Es geht um Daten. Wann wurde das frühere Charter aufgelöst? Wann wurde das mutmaßlich zweite Charter gegründet? Der Guardia Civil kann sich nicht sicher an die Jahre erinnern. "Könnte 2012 gewesen sein", sagt er auf die Frage, wann mutmaßlich das Charter der jetzt Angeklagten gegründet wurde.

Der Prozess geht weiter, der Anwalt von J. K. ist nun dran.

Die Vorsitzende Richterin unterbricht die Verhandlung für die Mittagspause.

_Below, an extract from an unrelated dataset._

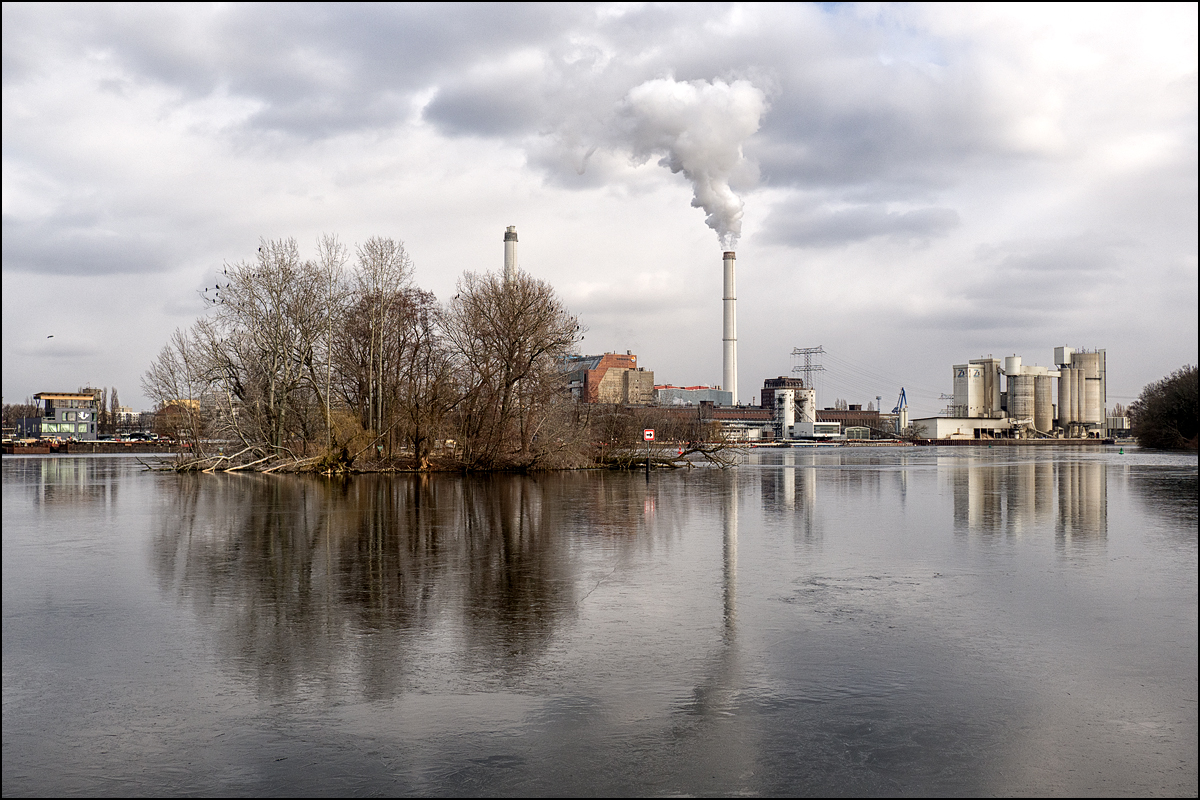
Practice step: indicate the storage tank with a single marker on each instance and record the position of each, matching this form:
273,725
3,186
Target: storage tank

Lucinia Llanos fragt, woher der Guardia Civil wissen will, dass N. G. mit den Hells Angels zusammengearbeitet habe. Der Beamte erklärt, dass der Polizist in abgehörten Telefongesprächen von Diplomatenpässen gesprochen habe, die er beschaffen könne. "Nur abgehörte Gespräche?", fragt Llanos. Der Guardia Civil wirkt zunehmend müde und unkonzentrierter. Er wird bereits seit vier Stunden befragt.

Lucinia Llanos will wissen, woher die Guardia Civil die Einschätzung nimmt, dass P. E. die rechte Hand von Hanebuth auf der Insel ist. Der Guardia Civil hat zunächst Schwierigkeiten zu antworten, führt dann aber das Beispiel des fehlgeschlagenen Kaufs des Nachtlubs "Globo Rojo" an. Hier sei P. E. involviert gewesen.

Anwältin Mar Vega ist fertig, jetzt ist Lucinia Llanos, die Anwältin von P. E. dran.

In Bezug auf die Finca Son Paraíso, erklärt der Guardia Civil, dass die Grundsteuer für die Finca eine Firma zahlt, die P. E., dem engen Freund von Frank Hanebuth, gehört. Aus abgehörten Telefongesprächen wisse er, dass Hanebuth und E. die Eigentümer der Finca seien.

Ana Madera startet direkt mit dem Aspekt, dass das angebliche Mallorca-Charter, dem die Angeklagten angehört haben sollen, gar kein Charter war. Der Guardia Civil wiederholt, dass es sehr wohl ein Charter war, das auch ein Clubhaus gesucht hat. Allerdings habe sich das neue Charter nicht offiziell eingeschrieben, damit nicht für jeden sichtbar sei, wer dahinterstecke.